When you set your strategy for the next years as a board member, it is always in the company's best interest and your stakeholders need to understand the consequences.
EBITDA to sales ratios (
EBITDA margins) are trending up by revenue of a software company as EBITDA nicely scales in the software industry. Hence EBITDA margins may vary as well from 10 % to 35 % across the industry, highly depending on company size and sector.
The average EBITDA margin is about 25,9 %
in 2019 on a trailing-12-months,
falling to 22,6 % in Q1 2020
according to
CSI Market. That actually positions the evaluations in multiples of revenue and EBITDA into the same ballpark.
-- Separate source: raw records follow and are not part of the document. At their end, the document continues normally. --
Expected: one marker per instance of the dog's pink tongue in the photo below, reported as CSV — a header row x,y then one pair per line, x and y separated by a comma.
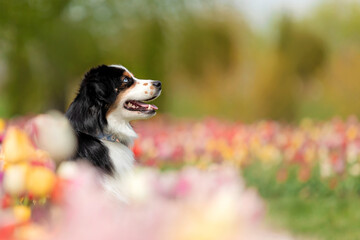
x,y
145,105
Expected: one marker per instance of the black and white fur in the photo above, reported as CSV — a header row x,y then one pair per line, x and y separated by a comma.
x,y
108,99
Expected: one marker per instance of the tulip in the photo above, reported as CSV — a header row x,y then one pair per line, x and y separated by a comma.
x,y
40,181
14,179
22,213
55,135
17,147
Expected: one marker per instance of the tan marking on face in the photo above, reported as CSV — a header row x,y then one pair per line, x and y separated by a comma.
x,y
117,101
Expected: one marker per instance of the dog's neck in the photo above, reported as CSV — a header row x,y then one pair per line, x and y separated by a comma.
x,y
122,130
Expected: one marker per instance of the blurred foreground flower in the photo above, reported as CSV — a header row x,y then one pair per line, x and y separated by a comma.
x,y
182,205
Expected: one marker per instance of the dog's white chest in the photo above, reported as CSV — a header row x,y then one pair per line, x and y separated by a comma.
x,y
121,157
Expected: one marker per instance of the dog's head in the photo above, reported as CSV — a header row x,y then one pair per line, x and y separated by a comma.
x,y
111,95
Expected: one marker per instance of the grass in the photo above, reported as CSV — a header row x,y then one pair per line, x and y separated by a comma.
x,y
317,218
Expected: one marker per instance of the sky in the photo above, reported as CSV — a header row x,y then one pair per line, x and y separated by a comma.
x,y
260,12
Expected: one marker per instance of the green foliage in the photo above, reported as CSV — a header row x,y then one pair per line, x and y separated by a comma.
x,y
209,60
317,218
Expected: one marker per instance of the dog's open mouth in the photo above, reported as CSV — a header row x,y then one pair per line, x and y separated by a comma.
x,y
140,106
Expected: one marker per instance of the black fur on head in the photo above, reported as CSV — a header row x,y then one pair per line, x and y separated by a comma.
x,y
98,92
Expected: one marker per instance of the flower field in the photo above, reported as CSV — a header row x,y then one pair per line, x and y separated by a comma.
x,y
312,158
194,179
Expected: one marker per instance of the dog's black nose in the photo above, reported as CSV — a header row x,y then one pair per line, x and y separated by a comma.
x,y
157,84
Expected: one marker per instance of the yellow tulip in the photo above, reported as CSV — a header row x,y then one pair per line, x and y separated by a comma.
x,y
22,213
14,179
40,181
17,146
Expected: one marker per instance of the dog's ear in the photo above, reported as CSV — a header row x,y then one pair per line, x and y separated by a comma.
x,y
87,112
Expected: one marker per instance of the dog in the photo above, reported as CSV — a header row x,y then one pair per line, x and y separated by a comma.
x,y
109,98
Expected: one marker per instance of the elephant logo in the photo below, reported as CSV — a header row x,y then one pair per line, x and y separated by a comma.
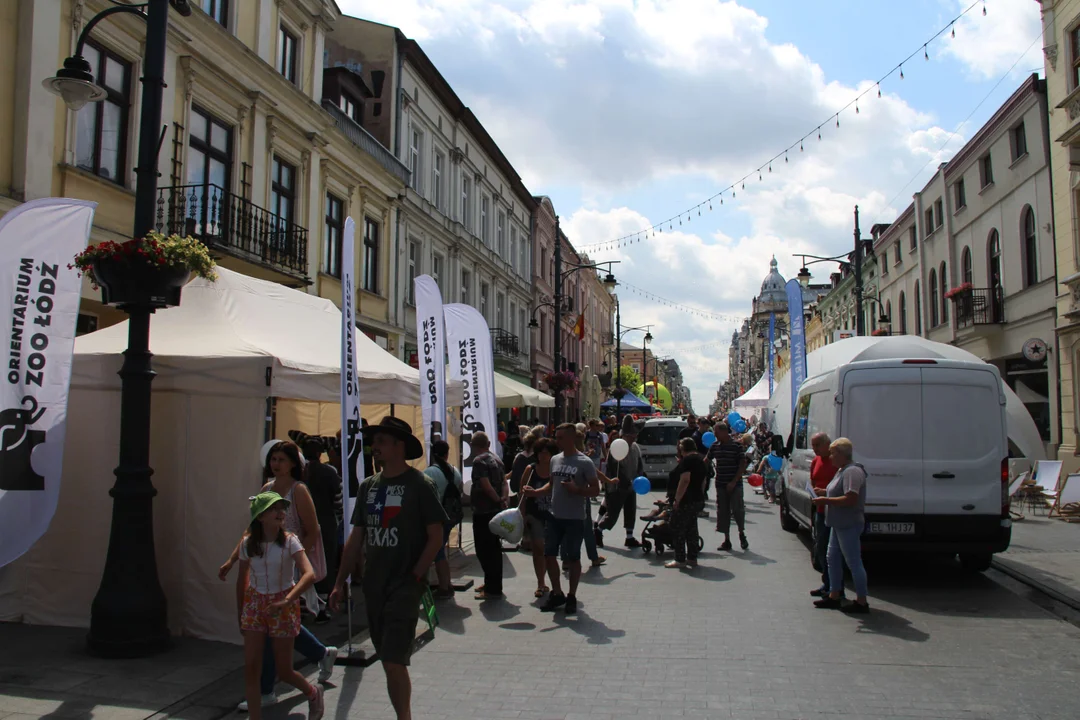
x,y
16,445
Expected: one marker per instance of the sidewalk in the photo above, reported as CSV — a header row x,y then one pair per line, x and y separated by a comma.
x,y
1044,554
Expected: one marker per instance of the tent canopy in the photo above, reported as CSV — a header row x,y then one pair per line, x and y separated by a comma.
x,y
243,337
630,402
1022,430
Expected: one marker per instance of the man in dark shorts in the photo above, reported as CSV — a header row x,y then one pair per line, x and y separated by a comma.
x,y
572,479
399,519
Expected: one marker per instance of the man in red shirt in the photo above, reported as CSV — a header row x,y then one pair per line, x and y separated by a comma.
x,y
822,472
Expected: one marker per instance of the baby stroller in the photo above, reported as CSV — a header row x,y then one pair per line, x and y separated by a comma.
x,y
658,532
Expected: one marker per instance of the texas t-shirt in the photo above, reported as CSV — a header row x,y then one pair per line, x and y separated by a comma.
x,y
577,469
394,513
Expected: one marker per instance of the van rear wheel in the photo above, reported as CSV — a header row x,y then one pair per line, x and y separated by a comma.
x,y
975,561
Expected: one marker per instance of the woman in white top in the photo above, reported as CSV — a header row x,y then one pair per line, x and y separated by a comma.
x,y
268,600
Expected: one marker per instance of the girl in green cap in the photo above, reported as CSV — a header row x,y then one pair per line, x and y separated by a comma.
x,y
268,602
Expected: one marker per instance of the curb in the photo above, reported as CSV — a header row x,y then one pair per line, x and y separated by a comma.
x,y
1031,581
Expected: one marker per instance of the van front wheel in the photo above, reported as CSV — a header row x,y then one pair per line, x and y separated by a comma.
x,y
975,561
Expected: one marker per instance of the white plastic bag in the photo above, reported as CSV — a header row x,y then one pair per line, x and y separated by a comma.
x,y
509,525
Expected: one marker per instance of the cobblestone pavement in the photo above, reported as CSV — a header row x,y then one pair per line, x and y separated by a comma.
x,y
736,638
How does this now impact your strategy discussion
in the boardroom? You want to grow 50% in revenue by M&A. The outcome is that you actually spend 2-7 times on acquired revenues (Europe on the lower end). 50% growth times 3 is a 150% investment of your current revenue. If most of the assets you acquire are software IP and intangible assets, you may need to amortize more than 50-70 % of the M&A transaction value over the course of 3-8 years in your P&L. That leads to an amortization of 150 % of current revenue equal M&A transaction value * 60 % amortization ratio / 5 years amortization period = 18% amortization of current revenue per year.
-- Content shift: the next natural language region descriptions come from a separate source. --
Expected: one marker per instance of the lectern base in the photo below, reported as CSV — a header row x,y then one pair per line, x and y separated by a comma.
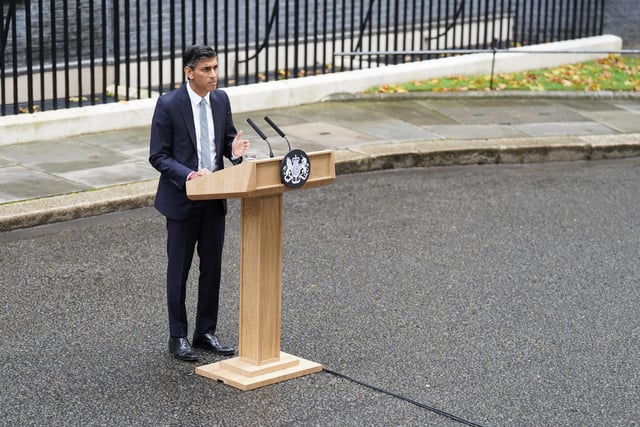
x,y
247,376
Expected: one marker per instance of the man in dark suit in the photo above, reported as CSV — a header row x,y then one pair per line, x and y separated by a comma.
x,y
191,130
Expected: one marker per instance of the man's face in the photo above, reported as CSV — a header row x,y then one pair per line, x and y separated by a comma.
x,y
203,78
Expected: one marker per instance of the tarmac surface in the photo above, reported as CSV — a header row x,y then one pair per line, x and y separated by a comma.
x,y
494,295
60,179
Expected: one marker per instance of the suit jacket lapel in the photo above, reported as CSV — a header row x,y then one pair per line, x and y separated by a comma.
x,y
217,126
187,116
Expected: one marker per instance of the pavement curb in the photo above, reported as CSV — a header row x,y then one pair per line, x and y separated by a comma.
x,y
365,158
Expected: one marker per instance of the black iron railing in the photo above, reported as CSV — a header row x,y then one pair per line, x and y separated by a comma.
x,y
64,53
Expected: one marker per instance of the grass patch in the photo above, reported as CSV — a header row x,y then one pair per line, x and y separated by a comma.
x,y
613,73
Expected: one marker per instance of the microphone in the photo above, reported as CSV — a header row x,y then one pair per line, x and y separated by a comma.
x,y
277,129
262,135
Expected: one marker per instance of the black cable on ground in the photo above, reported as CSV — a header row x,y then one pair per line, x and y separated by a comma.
x,y
406,399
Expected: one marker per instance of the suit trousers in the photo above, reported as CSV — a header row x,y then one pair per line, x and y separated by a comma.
x,y
205,227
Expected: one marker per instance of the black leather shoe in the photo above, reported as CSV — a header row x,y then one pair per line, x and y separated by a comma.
x,y
181,349
210,342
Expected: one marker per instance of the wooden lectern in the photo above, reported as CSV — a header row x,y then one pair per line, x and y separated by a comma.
x,y
258,184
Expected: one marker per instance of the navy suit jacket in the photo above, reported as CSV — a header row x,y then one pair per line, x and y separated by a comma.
x,y
173,147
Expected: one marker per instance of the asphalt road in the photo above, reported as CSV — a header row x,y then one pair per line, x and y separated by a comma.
x,y
501,295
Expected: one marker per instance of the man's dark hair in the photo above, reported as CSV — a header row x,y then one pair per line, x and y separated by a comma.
x,y
194,54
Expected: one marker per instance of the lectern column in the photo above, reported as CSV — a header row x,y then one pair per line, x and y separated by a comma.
x,y
260,279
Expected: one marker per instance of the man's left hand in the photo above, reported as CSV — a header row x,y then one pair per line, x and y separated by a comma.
x,y
239,146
This number may vary a lot by the M&A transaction and it is down to international accounting standards.
Let's make an assumption your revenue is growing by 50 % by M&A and your EBITDA will grow 50 % + as well as you are spending some money for organic growth on integration and further growth initiatives into SG&A. Your EBITDA margin was 20 % before and stay at this level on a higher revenue, you will be hit by your M&A amortization at 12 % of your higher revenue level.
Actually you can easily more than half your contribution from your EBITDA
(from 20% to 8 % in this case) to net profits by the M&A amortization being on a buy and build strategy. If you have once acquired the companies, it will not change soon as you need to run out of your amortization periods for a couple of years to get back to higher net profits. There is no fast strategy change on the net profit side.
This is not an issue
as your company valuation
in the software industry is determined by revenue and EBITDA multiples and outgrowing the market may get you a premium. But you take a conscious decision for a few years on net profits. It really depends if you are looking for creating company value through a growth strategy and gaining market share (you may look at Salesforce (c)) or an optimization case on net earnings. On the long run from my point of view the software industry is rewarding the top players of its market segments most. This is a conceptual debate on strategy to have.